Arts
Published January 30th, 2008
Test-tube Delivery

Beneath the jagged-toothed skyline of Mortarville, institutional hallways extend infinitely beneath glowing fluorescent lights. A boy looks to a gorilla for a would-be mother, and a malevolent wig rises from the dead to torment its murderer. Tuna casserole and macaroni and cheese nourish the masses while mysterious Men in White or Men in Black keep the order.
Grant Bailie's latest novel, Mortarville, is not your zooming-spaceship science fiction.
The story swirls quietly around a test- tube baby with a remarkable memory. John Smith can recall snapshots of his gestation and birth, as well as the violent demise of his fathers, the "two god-like mad scientists" who produced him. They succumbed to an angry mob of clergymen and environmentalists while their creation buoyed about in an aquarium filled with orange goo, which was somehow spared. Upon discovery by the government, the glass womb with its developing infant was quietly rushed off to a shady island laboratory for the rest of the pseudo-pregnancy and subsequent birth.
"I was released from the tank through a giant spigot," says John in the chapter "I Am Invented." "Then down a silver slide that brought me splattering against a metal tray like a cafeteria omelet."
Countless tests determine that John has no special powers, attributes or intelligence. Nonetheless, he is sent to a prison-like institution nicknamed "The Subterranean Island of Dr. Moreau," where science's ill-begotten abominations can be properly dealt with.
There, John is strapped to a table and forced to watch himself being raised by a milquetoast suburban mother and father. The experience lulls John like a chronic dosage of Soma. And the child - born so remarkably - emerges remarkably passive.
Bailie, an Elyria native and two-time novelist, knows a thing or two about lock-down. In 2003, he participated in "Novel: A Living Installation at Flux Factory Inc." in New York. The project landed Bailie in a self-contained habitat for 30 days where he was to produce a novel. There were public viewing hours when visitors could peek at the novelist at work. Other than nightly meals with other participants, Bailie was a boy in a bubble with the sole task of spawning a novel.
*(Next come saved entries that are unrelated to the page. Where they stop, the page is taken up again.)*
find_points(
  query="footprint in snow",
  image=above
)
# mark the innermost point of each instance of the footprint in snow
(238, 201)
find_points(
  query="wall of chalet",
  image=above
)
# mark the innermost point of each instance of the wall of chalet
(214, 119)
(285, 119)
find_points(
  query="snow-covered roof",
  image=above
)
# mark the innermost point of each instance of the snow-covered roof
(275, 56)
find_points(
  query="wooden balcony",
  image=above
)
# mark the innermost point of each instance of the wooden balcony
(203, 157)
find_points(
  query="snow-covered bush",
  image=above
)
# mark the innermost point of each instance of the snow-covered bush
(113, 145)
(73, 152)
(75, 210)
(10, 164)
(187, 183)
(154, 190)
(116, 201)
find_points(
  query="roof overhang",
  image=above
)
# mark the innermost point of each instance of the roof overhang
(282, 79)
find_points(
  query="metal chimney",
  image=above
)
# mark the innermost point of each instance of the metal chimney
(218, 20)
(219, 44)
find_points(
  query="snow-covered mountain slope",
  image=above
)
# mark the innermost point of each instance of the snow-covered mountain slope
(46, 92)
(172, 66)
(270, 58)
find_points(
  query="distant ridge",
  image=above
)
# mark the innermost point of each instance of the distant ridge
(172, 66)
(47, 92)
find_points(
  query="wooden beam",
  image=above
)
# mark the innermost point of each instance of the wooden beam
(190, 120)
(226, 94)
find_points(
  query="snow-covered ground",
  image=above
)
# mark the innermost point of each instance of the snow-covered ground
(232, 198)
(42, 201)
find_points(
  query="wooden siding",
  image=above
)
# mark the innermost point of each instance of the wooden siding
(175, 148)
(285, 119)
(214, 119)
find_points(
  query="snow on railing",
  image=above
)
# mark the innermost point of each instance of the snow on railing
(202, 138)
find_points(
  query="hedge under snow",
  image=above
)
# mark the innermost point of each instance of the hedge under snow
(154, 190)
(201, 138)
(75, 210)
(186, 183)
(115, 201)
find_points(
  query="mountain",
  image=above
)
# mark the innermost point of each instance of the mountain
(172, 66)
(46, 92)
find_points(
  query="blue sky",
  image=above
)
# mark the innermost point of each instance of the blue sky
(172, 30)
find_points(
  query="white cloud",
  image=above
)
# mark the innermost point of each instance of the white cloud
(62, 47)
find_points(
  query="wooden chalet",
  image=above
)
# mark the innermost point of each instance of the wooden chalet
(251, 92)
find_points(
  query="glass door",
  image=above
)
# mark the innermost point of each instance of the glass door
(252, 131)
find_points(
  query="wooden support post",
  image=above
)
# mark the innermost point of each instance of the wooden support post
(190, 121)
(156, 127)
Ironically, Mortarville had been conceived and its first drafts brought to term long before Bailie stepped into that literary fish tank.
"I wrote Mortarville before I went to Flux Factory," says Bailie, almost thankfully. "I didn't want to write some self-referential novel about a guy in a box while I was a guy in a box," he says of his quirky stint in New York.
The second half of Mortarville chronicles John's adulthood, much of which is spent in the underbelly of Mortarville where he works as a security supervisor for a downtown mall. "It's kind of a repetition of his earlier life," says Bailie, "an echo of what he's already lived through." The mall looks suspiciously like Tower City, where Bailie works as "security site manager" in an underground office that is situated beneath Huron Road. "There are elements of autobiography in the book," admits Bailie, adding that Mortarville is a "distressed, pre-post-apocalyptic" version of Cleveland. "I didn't want anything shiny," he adds.
Riots rage throughout the forefront and background of the book, offering a flaming contrast to John's passive continuum. The riot sequences were fueled in no small part by Bailie's own experience in Seattle in 1999 when the World Trade Organization protests shook the streets. He was working as a nighttime security guard and supervisor for Bank of America. "We were considered a target," says Bailie. "I could actually smell the tear gas at times."
Bailie will be kicking off a book tour with a reading and signing at Mac's Backs this week. Subsequent stops include Chicago, New York, Boston, Seattle and the famed City Lights Books in San Francisco.
Mortarville is part science fiction, part magical realism and part literary fiction. The writing is subtle and evocative. The story calls to mind Burgess's A Clockwork Orange on one page and Dickens' David Copperfield on the next. When asked about the impetus behind Mortarville, Bailie is sheepish, but he eventually complies.
"I wanted to write a story that examines the invention of identity," he says. If that is the reference against which the reader should judge Mortarville, the book will surely be a successful delivery.
Mortarville, By Grant Bailie: Ig Publishing, January 2008, 253 pp., trade paper, $14.95.
Reading and signing: 5 p.m. Saturday, Feb. 2, Mac's Backs, 1820 Coventry Rd., 216-321-BOOK, macsbacks.com.